We started at Boston Common, where my birthmother first met my birthfather while he was playing guitar to anyone (women) who would stop to listen (white women). As we walked along the Tremont Street, we approached youngish black men coming toward us walking from the opposite direction. There was no subtlety in their immediate objectification of me—a child—as they openly jeered and whistled and said, “Hey little mama, you look good! Mmmhmmm!” My birthmother ignored them and hustled us along, later telling me that they were just a bunch of “jive black men” who were bored and unsophisticated.

It didn’t feel like that to me. I was unprepared for what it would feel like to have black men look at me, to actually see me—because it had never happened before. I had seen Morgan Freeman’s Easy Reader on The Electric Company, and although I liked to imagine he could see me through the television set, of course he could not. So when these black men looked at me, despite their catcalls and public debasement of a young girl, it felt not like authorization to be considered attractive, as it had from white men, but rather, like a rite of passage.     

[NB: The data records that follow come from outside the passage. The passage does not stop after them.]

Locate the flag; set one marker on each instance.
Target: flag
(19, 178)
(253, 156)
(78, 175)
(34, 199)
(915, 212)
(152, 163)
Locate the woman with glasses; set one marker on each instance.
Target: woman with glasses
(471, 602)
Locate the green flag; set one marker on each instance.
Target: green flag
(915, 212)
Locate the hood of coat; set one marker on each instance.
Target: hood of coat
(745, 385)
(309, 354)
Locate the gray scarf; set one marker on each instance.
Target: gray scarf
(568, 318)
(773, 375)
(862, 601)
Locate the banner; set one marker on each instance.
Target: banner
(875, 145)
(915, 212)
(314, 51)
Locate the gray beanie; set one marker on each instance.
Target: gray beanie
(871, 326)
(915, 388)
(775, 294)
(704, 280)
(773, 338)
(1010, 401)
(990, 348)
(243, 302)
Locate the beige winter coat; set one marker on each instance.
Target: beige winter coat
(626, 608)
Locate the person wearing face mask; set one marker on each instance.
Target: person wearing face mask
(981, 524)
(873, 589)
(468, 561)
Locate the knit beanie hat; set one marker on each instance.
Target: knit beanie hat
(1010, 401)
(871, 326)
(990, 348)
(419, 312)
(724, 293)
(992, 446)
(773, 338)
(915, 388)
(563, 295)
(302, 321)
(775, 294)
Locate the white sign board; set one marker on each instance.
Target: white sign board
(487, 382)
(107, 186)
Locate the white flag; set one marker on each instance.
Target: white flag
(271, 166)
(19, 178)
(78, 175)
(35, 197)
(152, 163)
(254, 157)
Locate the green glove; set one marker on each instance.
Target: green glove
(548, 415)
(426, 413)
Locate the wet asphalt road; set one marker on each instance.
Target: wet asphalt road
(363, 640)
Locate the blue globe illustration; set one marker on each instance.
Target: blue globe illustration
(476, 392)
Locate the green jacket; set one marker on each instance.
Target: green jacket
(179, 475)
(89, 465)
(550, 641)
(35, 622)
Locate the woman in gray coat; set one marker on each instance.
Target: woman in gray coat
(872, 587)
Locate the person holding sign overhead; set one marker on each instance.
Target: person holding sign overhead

For years after I would willfully misconstrue catcalling and street harassment from black men as a sort of code speak for black validation and kinship. After college, when I moved to Boston, I used to walk past this one black barbershop in the South End on the way to my internship at the film and television company Blackside Productions. The men who cut heads there would stand out front during down time, button-up shirts and clean sneakers, smoking Newports, occasionally pushing the shoulder of another, playing around trying to start something. As soon as they saw me coming their focus shifted from each other to me; their postures suddenly loose, aggressive, haughty. And then the comments would start to fly.

I was embarrassed at first, then thrilled, then finally smitten, and ended up dating the crew’s ringleader for several months. The whole time we were together he was verbally abusive, dismissive, demanding, and on occasion, used a little too much physical force when trying to make a point. Essentially, he was exactly who he was in front of that barbershop when I walked by every day, but had refused to recognize.

He and his friends had said the same kinds of things to me that prompted Feminista Jones to start the hashtag #YouOKSis?: “When can I hit that?” and “You look thick, girl.” “Hey sexy!” These were comments that were slowly chipping away at my self-esteem, rather than lifting me up in the kindred admiration of black men. In truth, I was not OK, Sis. Because as a woman, I knew better, but as a black woman who had spent my entire early life longing for the company of black people, I didn’t care. I was willing to make that sacrifice.

I understand why the #YouOKSis? hashtag might feel like an attack to some black men—but I also know that when I was indulging sexist behavior, it was because I wanted to give those black men the benefit of the doubt. I wanted them, specifically my boyfriend, to be better, do better. And he didn’t step up. In not calling him out, I was actually doing both him and myself a disservice. It’s not and never OK to make a woman feel unsafe, sexualized, objectified and/or intimidated in public.

Whether for women like me, who were at one time or are now unwilling to recognize the mutual harm as the result of street harassment out of a compromised sense of cultural loyalty, or women who, like “Chloe” and hundreds of other women in the thread tweeted, street harassment had become so inevitable, it didn’t even occur that it was something to be dealt with—if #YouOKSis is helping to shift the perspective, I’m here for it. And yes, it matters. If white women feel excluded, I can’t help you—your individual or group feelings about issues that affect us all is not my work to do. And if black men feel attacked because of it, I love you, but get grown.

The bodies of black women have long been devalued, ostracized, utilized, stolen in this society. I think the point is we will let you know whether or when we want your appraisal moving forward.